I just remembered that silvers, atleast one of them had the brown color at first too, I remember the bars being that color because when I looked at it later the brown color was gone. Now they are all silver.


----------



## APF_LOFT (Aug 9, 2010)

Margarret said:


> Here are the photos. I hope they show this time.
> 
> Margaret


same as mine they called it dilute check


----------



## NZ Pigeon (Nov 12, 2011)

george simon said:


> *Hi MARGARRET, dilute blue check sometimes call a silver dun but most show people would call it a silver. DON'T FORGET THE METRO CLUB YOUNG BIRD SHOW IN OCT, THAT WILL BE NEXT SATURDAY. * GEORGE


I thought Silver dun is a Dilute Blue/Black spread? Thought of starting a new thread to ask but I suppose its relevent to this.


----------



## NZ Pigeon (Nov 12, 2011)

MaryOfExeter said:


> Are you sure it isn't brown? Some of the feathers look faded.


The Bars are too dark for any brown bird Ive ever seen.


----------



## Print Tippler (May 18, 2011)

NZ Pigeon said:


> I thought Silver dun is a Dilute Blue/Black spread? Thought of starting a new thread to ask but I suppose its relevent to this.


Yes dun is dilute black or dilute blue spread however you want to say it. Here in the US many racers and showers will call any silver bird a dun. So they would just call this a dun check. They are just ignorant, it's get bad when you can have things like real dun grizzles and silver grizzle being called the same. The racing hobby comes up with a lot of wrong names.
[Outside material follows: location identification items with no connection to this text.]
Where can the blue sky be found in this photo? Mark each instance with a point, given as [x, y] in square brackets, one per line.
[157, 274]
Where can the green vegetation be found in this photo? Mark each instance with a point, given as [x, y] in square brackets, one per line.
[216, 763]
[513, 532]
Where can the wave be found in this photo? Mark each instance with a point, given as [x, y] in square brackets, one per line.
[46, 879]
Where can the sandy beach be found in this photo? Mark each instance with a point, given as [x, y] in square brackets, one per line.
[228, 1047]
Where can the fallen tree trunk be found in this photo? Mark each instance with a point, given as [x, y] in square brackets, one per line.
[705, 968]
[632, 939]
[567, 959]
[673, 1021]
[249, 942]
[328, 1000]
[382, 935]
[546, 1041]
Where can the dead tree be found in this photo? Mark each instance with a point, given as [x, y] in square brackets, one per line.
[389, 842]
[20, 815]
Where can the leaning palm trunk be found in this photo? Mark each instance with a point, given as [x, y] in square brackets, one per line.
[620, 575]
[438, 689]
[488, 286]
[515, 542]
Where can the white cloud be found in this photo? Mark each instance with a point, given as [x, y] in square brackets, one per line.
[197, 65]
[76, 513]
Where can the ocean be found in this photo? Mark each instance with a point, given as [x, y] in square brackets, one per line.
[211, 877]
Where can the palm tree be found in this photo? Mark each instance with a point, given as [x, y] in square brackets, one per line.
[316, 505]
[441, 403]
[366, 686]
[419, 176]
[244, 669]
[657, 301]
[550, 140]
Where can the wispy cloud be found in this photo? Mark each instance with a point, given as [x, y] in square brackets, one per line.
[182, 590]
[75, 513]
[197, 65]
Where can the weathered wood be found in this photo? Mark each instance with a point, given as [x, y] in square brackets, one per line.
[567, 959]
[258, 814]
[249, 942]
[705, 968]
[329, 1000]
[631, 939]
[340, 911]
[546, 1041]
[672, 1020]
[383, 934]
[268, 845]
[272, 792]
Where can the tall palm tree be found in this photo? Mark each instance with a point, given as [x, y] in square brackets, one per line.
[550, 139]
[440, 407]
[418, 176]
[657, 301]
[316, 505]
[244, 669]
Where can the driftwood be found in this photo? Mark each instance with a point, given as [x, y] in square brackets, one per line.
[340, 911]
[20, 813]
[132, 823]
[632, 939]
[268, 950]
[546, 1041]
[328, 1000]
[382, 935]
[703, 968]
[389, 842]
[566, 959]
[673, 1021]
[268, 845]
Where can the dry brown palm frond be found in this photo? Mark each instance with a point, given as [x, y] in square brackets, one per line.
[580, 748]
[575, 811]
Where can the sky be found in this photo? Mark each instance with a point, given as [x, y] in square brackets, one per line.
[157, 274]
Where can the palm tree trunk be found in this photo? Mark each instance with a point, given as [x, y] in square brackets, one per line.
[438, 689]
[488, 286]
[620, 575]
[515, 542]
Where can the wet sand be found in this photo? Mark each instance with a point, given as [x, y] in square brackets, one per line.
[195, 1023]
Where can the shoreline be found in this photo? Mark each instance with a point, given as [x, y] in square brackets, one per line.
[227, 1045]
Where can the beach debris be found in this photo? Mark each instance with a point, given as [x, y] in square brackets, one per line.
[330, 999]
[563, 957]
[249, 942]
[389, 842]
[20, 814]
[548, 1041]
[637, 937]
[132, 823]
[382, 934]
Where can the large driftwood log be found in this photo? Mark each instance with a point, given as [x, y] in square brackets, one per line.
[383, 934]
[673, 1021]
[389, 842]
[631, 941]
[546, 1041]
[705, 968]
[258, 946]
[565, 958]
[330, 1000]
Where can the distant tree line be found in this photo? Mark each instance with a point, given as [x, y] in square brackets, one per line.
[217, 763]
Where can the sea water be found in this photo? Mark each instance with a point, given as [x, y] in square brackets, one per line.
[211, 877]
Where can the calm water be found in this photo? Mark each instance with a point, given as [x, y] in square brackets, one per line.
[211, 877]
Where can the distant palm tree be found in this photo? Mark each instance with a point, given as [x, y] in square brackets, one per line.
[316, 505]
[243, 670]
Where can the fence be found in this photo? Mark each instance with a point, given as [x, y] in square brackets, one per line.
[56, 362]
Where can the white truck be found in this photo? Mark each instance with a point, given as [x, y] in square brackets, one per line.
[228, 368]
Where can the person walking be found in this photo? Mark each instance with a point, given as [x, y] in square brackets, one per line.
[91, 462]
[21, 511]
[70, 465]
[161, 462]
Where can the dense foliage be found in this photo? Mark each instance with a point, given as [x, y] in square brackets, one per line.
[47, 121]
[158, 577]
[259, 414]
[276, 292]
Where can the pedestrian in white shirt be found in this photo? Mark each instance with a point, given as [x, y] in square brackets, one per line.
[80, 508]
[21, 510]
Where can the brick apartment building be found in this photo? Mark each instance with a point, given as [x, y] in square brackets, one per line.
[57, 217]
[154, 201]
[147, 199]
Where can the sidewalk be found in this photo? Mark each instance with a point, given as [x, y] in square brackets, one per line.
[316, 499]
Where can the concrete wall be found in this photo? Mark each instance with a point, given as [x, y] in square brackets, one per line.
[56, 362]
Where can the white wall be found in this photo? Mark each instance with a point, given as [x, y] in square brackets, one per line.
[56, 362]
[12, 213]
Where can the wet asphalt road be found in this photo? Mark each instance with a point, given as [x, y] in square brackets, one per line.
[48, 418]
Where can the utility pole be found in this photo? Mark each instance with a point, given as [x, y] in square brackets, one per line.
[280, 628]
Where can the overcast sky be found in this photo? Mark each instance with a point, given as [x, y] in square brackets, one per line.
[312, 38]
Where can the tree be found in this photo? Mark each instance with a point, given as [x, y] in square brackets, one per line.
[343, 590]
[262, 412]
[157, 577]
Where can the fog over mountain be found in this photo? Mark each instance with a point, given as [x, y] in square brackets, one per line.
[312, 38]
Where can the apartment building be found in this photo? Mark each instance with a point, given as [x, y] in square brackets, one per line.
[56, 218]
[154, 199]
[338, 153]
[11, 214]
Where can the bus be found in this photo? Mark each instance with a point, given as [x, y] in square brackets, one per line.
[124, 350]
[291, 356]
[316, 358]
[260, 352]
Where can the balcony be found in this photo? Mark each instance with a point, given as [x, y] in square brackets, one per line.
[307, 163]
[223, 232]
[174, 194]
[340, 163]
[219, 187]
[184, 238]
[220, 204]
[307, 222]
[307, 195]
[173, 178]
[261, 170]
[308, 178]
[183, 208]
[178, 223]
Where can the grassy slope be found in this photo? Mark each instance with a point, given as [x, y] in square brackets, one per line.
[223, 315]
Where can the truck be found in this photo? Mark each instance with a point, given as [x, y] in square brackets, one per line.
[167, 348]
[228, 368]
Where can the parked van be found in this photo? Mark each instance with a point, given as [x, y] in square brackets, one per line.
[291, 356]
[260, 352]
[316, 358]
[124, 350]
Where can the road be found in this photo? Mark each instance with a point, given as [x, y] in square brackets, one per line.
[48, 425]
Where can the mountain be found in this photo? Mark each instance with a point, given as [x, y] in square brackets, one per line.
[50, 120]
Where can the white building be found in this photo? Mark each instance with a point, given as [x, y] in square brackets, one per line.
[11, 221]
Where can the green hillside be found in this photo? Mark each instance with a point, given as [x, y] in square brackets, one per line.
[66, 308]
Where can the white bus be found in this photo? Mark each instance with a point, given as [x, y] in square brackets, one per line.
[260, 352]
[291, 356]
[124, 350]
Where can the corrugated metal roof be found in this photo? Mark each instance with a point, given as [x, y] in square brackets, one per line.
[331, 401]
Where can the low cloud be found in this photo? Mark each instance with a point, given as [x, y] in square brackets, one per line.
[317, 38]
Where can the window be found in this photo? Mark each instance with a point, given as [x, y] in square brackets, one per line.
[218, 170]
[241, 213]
Becky knows them all. 9 times out of 10 they call a ash red bar a silver... So if I ever here s racer call a bird a silver expect an ash red bar haha. Theres someone who won't call there bird dirty because it sounds bad so they use the the term smokey... Which is obviously not.

Edit: indigos they call chocolate. That was the one I was missing had to look back.


----------



## NZ Pigeon (Nov 12, 2011)

Thanks for that


----------



## Woodnative (Jul 4, 2010)

Part of the problem with some of the terminology, NZ Pigeon, and also that racing homer fanciers sometimes use different terminology for certain colors than folks that have show birds or genetic nuts. Silver is generally the dilute of blue, dun being the dilute of blue + spread (i.e. the dilute of black) but some folks call the silver (dilute blue) silver dun.


----------



## MaryOfExeter (Sep 30, 2007)

NZ Pigeon said:


> The Bars are too dark for any brown bird Ive ever seen.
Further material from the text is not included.